Unable to Sway You, Father

Pounding my fists
on your fat chest
the hollow rhythmic   thump
of my anger erupting from the empty
surprise of your mouth,

you, not even rocking
back on your work boot heels,
your very body a fortress
mocking my outburst

my sixteen year old anger
just a fourth daughter’s frustrations
neither my flailing poems
nor drumming knuckles
made any sense to you
who could not know my   outrage

with these siblings
narrow as the wooden slats
that half-blocked the hot air vents,
in that mountain house
you so carefully built,
a home we so recklessly split,
easily as kindling.

Questions and Answers

What inspired “Unable to Sway You, Father”?
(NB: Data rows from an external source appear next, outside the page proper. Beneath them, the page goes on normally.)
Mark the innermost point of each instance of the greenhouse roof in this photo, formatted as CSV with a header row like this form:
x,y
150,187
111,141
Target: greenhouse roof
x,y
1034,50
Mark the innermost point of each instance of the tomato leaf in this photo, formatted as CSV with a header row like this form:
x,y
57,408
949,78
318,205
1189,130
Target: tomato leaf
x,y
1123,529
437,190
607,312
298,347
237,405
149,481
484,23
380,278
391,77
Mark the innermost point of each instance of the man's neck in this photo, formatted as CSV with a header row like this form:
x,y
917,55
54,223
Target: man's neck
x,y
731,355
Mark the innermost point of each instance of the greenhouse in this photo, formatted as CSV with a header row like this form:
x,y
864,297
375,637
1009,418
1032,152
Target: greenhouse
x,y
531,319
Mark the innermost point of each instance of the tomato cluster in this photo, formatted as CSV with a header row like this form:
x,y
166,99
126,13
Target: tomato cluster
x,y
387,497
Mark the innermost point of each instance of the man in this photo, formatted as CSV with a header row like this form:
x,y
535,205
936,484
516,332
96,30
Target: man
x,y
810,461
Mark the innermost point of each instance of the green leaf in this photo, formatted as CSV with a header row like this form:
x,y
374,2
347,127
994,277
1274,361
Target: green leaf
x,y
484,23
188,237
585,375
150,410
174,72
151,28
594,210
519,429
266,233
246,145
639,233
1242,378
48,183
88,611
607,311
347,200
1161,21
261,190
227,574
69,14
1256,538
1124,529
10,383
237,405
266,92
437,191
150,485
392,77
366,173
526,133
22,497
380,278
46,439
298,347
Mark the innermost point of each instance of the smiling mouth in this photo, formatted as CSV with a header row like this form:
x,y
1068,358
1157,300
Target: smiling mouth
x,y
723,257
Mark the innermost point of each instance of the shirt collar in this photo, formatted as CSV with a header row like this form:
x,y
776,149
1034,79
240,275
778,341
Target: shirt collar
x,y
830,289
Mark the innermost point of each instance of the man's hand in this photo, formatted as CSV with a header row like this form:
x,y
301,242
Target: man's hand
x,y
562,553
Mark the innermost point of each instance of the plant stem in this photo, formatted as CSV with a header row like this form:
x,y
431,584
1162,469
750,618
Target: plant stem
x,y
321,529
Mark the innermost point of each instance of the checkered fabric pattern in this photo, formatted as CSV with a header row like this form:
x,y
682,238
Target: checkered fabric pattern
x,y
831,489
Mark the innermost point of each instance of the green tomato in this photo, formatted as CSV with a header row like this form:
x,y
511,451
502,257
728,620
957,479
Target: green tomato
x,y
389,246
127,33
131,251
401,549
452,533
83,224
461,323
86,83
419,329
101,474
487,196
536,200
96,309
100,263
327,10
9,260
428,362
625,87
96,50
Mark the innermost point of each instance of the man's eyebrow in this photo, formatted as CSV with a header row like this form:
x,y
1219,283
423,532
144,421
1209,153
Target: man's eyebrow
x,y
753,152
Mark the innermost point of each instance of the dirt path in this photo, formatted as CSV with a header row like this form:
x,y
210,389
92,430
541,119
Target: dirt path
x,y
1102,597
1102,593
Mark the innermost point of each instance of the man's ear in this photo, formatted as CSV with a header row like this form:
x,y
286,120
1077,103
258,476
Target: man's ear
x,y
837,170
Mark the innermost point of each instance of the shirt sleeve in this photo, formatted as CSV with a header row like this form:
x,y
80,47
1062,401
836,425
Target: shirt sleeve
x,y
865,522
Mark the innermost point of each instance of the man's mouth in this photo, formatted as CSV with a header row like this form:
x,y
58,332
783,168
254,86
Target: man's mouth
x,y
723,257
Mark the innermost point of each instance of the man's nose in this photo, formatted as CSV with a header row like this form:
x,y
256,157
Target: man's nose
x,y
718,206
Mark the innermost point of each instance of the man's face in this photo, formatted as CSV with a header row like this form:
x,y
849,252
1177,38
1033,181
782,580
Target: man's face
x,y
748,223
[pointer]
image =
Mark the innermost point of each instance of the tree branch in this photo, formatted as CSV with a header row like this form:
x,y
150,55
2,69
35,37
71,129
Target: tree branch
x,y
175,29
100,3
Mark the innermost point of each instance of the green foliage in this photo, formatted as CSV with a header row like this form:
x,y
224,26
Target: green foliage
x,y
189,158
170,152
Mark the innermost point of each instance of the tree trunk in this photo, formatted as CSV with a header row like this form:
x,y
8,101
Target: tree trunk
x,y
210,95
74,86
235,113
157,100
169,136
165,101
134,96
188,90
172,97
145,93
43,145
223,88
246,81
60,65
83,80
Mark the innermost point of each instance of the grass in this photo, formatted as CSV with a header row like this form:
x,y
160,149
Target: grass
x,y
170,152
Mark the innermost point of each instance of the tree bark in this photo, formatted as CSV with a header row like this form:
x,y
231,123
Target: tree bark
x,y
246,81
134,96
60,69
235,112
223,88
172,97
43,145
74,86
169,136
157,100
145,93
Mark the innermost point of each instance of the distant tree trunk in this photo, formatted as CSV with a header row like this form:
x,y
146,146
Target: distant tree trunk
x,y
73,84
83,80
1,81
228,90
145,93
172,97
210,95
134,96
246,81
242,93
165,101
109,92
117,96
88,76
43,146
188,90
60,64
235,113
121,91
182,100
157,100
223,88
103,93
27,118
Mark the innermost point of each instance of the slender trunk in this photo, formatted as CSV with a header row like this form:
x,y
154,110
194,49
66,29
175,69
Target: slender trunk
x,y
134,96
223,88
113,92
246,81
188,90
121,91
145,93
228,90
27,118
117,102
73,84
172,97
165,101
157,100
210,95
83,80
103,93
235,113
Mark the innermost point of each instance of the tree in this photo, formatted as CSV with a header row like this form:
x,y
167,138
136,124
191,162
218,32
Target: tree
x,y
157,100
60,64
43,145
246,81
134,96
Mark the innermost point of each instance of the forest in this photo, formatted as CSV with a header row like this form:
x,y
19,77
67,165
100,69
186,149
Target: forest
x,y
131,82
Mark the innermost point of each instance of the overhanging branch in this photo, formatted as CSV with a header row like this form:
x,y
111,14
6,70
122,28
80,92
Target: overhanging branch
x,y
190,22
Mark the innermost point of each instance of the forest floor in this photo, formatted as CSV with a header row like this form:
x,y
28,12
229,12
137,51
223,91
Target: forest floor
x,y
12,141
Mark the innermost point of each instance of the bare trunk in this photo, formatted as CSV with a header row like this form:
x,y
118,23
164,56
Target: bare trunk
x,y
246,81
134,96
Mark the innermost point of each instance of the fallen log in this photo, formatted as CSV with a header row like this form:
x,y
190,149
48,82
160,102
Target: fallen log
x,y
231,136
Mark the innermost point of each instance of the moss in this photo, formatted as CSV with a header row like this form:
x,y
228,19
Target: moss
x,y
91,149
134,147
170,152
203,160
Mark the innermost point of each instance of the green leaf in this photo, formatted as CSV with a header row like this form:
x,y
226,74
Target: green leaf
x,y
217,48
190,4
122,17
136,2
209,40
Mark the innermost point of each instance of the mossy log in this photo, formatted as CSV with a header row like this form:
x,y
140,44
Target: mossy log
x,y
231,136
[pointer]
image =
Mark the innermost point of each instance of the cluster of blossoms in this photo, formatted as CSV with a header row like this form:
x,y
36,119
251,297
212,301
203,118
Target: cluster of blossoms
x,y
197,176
“Unable to Sway You, Father” is an actual reporting of a day I lost my temper/self control, with a close verse on its significance. I was the teen pounding on my Father’s chest; he weighed double what I did. My father had stepped between myself and my 7 years younger, spoiled and only brother. The last verse—with decades of living later—came to me with the realization that stormy sibling arguments can tear a family apart.
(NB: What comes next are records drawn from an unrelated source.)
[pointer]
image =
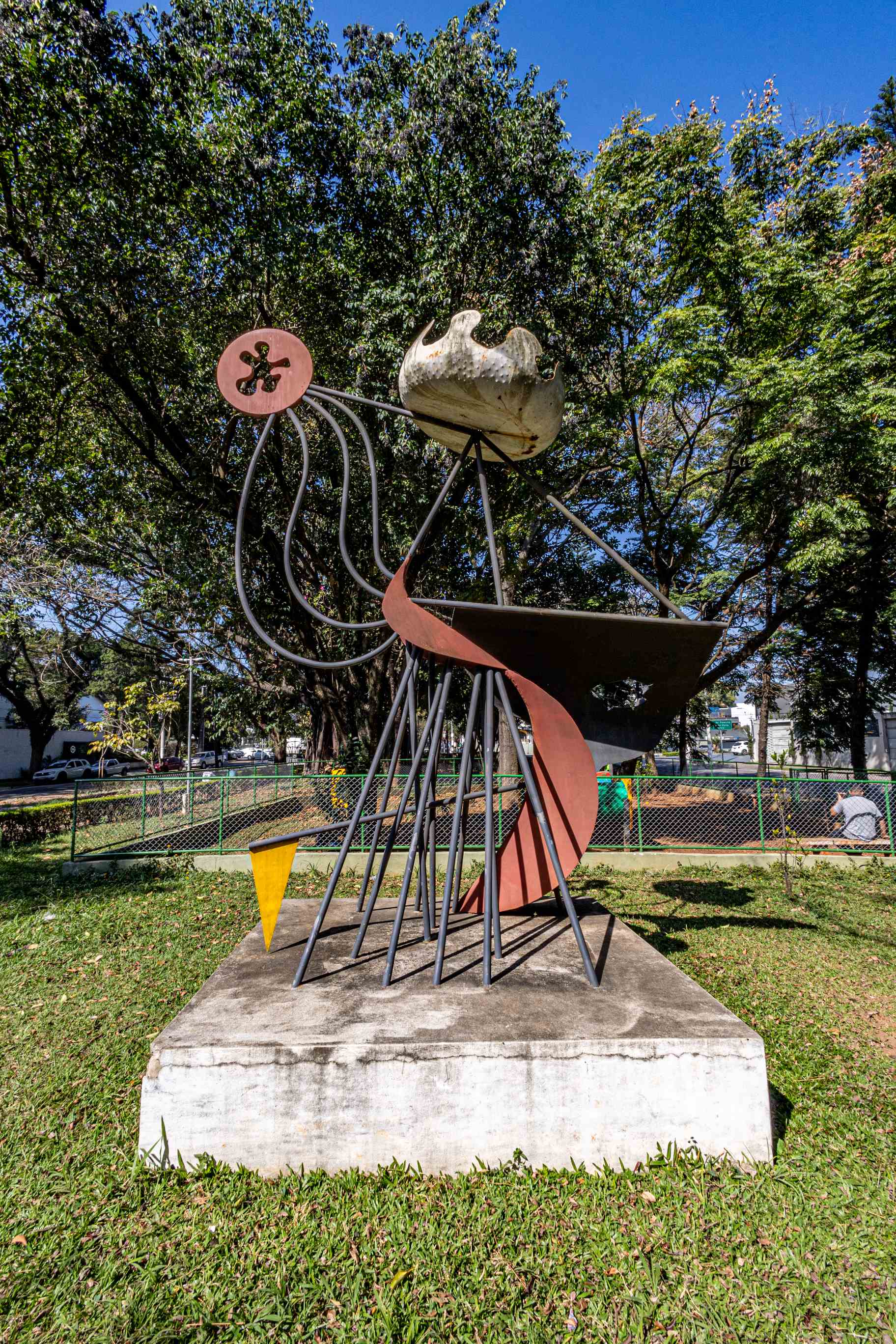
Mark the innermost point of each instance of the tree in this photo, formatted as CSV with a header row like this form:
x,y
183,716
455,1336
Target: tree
x,y
54,617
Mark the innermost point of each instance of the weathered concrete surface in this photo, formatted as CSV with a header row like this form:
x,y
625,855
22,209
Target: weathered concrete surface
x,y
343,1073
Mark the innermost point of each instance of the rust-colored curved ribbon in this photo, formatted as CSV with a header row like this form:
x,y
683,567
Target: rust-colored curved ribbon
x,y
563,765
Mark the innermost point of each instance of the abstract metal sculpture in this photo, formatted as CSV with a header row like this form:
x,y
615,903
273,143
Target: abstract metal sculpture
x,y
481,404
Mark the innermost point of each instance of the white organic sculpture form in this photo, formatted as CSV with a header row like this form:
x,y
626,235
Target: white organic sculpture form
x,y
499,390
What poetic techniques did you use in “Unable to Sway You, Father”?

It is not easy to dissect one’s own poems. My best work comes when I imagine myself in a dramatic moment: fight, kiss, ‘A’ grade or dying dog. I try to hear the sounds, smell the scents, taste the food or the air, feel the textures, see everything: either a sharp focus or fuzzy as needed. I experience everything—a full sensory video—as well as let my disorganized memories spit up whatever phrases or words to which it immediately connects. I avoid literal logic. I certainly cannot plan my metaphors! Often, it is my first and last lines that need cutting, so I can happily find the heart of that poem, mainly the way it arrived in my notebook.